Erdoğan’ın ise DEM hakkındaki sözleri şöyle:

“Terörün boyunduruğundan hâlen çıkamayan, bazı Türkiyelileşmeye dair istek ve iradesi henüz olmayan siyasi parti… Türkiye'nin terörü destekleyen, teröre arka çıkan, terörün sözcülüğünü yapan, kardeşliğe değil husumete, demokrasiye değil anarşiye, hukuka değil hukuksuzluğa hizmet eden oluşumlara taviz vermesi, bunlara göz yumması mümkün değildir."

Peki, Öcalan’ın Meclis’e gelerek PKK’yı lağvettiğini söylemesi?.. Erdoğan, Bahçeli’nin bu görüşüne de katılmıyor, hatta karşı:

“Bizim, Irak ve Suriye'nin kuzeyindeki bölücü terör örgütüne, kandan beslenen Kandil'deki terör baronlarına hiçbir çağrımız yoktur olamaz da… Teröristin anladığı yegâne dil terörle tavizsiz mücadeledir.”

Bahçeli’nin konuşmasından önce ve sonraki itibariyle Erdoğan’ın tavrında hiç bir değişiklik yok. Esenyurt Belediye Başkanı Ahmet Özer’in tutuklanması ve kayyım tayini bunun fiilen teyidi.
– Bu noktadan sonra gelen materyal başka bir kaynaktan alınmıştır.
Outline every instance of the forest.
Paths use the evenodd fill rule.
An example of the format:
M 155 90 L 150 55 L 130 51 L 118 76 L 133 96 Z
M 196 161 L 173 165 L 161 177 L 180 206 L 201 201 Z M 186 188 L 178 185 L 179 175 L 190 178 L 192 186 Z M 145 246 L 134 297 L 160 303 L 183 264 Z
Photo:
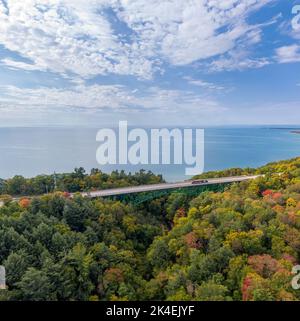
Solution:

Yeni olan tek husus, DEM tabanındaki “Kürt kardeşlerime” hitabıdır.

DEM TABANINA HİTAP ETTİ

Erdoğan, konuşmasında Bahçeli’den alıntı yaparak Ziya Gökalp’in Türklerle Kürtlerin birbirini sevmesinin “farz olduğu” yolundaki sözlerini de okudu. Umarım muhafazakârların gündemine Gökalp’i okumak da girer bu vesileyle.

Erdoğan 2013-2015 Çözüm Süreci’ndeki gibi “Osmanlı’da Kürdistan vardı… Eyalet sistemi iyidir” gibi şeyler söylemedi. Fakat “belli dönemlerde Cumhuriyet'in öz evlatları ayrımcılığa, dışlanmaya maruz kaldılar, görmezden gelindiler, ötelendiler, hırpalandılar. Son bir asırda elbette çok güzel günler de gördük ama ondan daha fazla hüzün, acı, gözyaşı, baskı gördük” diye konuştu. Güneydoğu’nun yıllar boyu ihmal edildiğini, kendilerinin ise “bunca yıldır Türkiye'deki her kesimin özgürlüğü için, en çok da Kürt kardeşlerimizin istikbali, onuru, namusu için mücadele verdiğini” söyledi…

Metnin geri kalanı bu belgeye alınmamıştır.